Tributes to a master: five perfect homages to Stanley Kubrick
Thanks to the monumental legacy he left behind, it would take a lot less time to rattle off the acclaimed auteurs who haven’t celebrated the influence of Stanley Kubrick at least a handful of times during their own careers. He was a pioneer of so much that he has become a fixture of modern cinema.
In fact, there aren’t many filmmakers to have made such an impact on the medium, either, with Kubrick’s meticulously-composed masterpieces raising the bar for what was visually and technologically possible on-screen and instilling the belief in multiple generations that cinema has the potential to achieve anything the mind can conceive.
There have been plenty of movies and TV shows to proudly display their Kubrickian fan club membership on the sleeve for all to see, but it’s a lot easier to mount an uninspiring facsimile than it is a genuinely inspired homage, something the following five didn’t forget.
Kubrick has been referenced and acknowledged a thousand different ways by a thousand different filmmakers, but this quintet stood out by doing it in a way that felt familiar and loving, but still stood on their own two feet.
Five perfect homages to Stanley Kubrick:
5. Hannibal (David Slade, 2013)
Bryan Fuller’s darkly delicious twist on pop culture’s favourite cannibal remains one of the most aesthetically pleasing TV shows in recent memory, with the very first episode of Hannibal paying an homage to Kubrick that many viewers wouldn’t even have noticed.

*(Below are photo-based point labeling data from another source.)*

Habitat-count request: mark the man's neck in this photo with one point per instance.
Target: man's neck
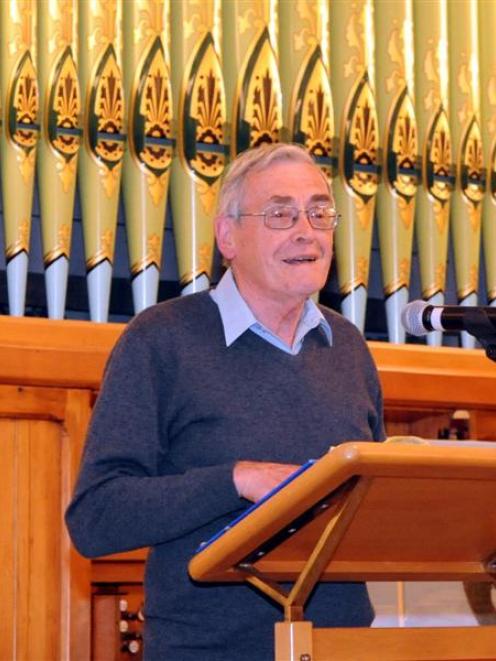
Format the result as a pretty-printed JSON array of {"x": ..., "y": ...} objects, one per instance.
[{"x": 279, "y": 316}]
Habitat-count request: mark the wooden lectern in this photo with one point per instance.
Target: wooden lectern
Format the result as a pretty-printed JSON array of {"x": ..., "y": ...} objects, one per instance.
[{"x": 368, "y": 511}]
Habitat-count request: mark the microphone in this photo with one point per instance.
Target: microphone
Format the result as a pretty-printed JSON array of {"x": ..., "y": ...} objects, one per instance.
[{"x": 420, "y": 318}]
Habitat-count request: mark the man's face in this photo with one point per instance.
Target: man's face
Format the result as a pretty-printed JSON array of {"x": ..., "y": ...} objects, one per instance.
[{"x": 283, "y": 265}]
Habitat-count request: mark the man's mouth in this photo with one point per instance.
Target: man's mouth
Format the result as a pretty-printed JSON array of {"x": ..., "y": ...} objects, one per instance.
[{"x": 299, "y": 260}]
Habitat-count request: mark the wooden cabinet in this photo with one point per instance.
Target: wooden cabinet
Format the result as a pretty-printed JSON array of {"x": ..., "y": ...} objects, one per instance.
[{"x": 50, "y": 373}]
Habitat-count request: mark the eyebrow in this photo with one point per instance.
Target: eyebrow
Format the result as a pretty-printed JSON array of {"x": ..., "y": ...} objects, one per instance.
[{"x": 287, "y": 199}]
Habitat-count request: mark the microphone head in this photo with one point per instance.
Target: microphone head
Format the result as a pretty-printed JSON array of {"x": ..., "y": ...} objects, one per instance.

In David Slade’s premiere ‘Apéritif’, Hugh Dancy’s Will Graham and Laurence Fishburne’s Jack Crawford converse in a bathroom, which is an almost identical replica of the set where Jack Torrance and Delbert Grady have their first conversation in The Shining.
The showrunner doubled down by comparing the entire show to The Shining, telling Entertainment Weekly how “we are telling the story of a man who makes his living with his imagination who slowly loses his mind over the course of the season,” with additional caveat of “except the guy is not an alcoholic.”
4. Moon (Duncan Jones, 2009)
Kubrick was a massive influence on David Bowie, so it was only fair that Duncan Jones, the musician’s son, kept that theme of a lifetime going when he made his feature-length directorial debut on Moon.
As well as being a sci-fi story, the Kevin Spacey-voiced GERTY is a clear and obvious parallel of HAL, sharing human names and unassuming voices that are ill-at-ease with the revelations and bombshells they’ve respectively been tasked to drop.
The apple didn’t fall far from the tree when it came to the Bowie clan homaging Kubrick, but Moon does so in a way that doesn’t detract from its own qualities as a genuine 21st century science fiction great.
3. Barton Fink (Joel Coen, 1991)
The Coen brothers are no strangers to homaging Kubrick, so it was inevitable that it was going to happen when they made a movie where a great deal of the story unfolds within the cavernous confines of an ominous hotel.
Barton Fink and The Shining are set in foreboding establishments, revolve around writers struggling to unleash their inner wordsmith, and there are several Steadicam shots that are almost beat-for-beat recreations of Kubrick’s luxurious extended takes.
There’s even room for a sight gag, too, with several rooms in Barton Fink spotted with highly polished shoes lying outside. Shoes? Shiny? Shoe-shining? The Shining? It’s hardly an elite-level joke, but it’s there nonetheless.
2. Interstellar (Christopher Nolan, 2014)
Kubrickian fanboys don’t come much more famous than Christopher Nolan, and while he’s hardly averse to tipping his hat towards the maestro, Interstellar made it more pronounced than ever before.
There are countless nods, winks, parallels, and homages to 2001: A Space Odyssey contained within Interstellar, but it never comes across as distracting hero worship. Instead, it’s subtly integrated into a story that’s distinctly Nolan’s, but completely aware of the shadow being cast.
The visual and narrative references range from TARS and CASE evoking the spirit of HAL, with the rectangular design of the robots echoing 2001‘s monolith, while both Kubrick’s classic and Interstellar culminate in a reality-bending abstraction of the human experience.
1. The Simpsons (Matt Groening, 1989-present)
Pop culture is rife with Kubrick homages, but there hasn’t been a movie or TV show to pack in as many over a longer period of time than The Simpsons, with the show’s peak years rife with top-notch references.
Treehouse of Horror segment ‘The Shinning’ might be the best, even if a solid case can be made for Homer eating crisps to the sounds of the 2001 soundtrack in ‘Deep Space Homer’, Bart grasping for a pair of cupcakes like Alex DeLarge in a shot ripped right from A Clockwork Orange in ‘Duffless’, or Mr. Burns subjecting family dog Santa’s Little Helper to the Ludovico Technique.
It was clear that the writing staff who propelled The Simpsons to greatness during its early years were all huge Kubrick fans, with the repeated riffs on the auteur’s back catalogue always coming directly from the heart.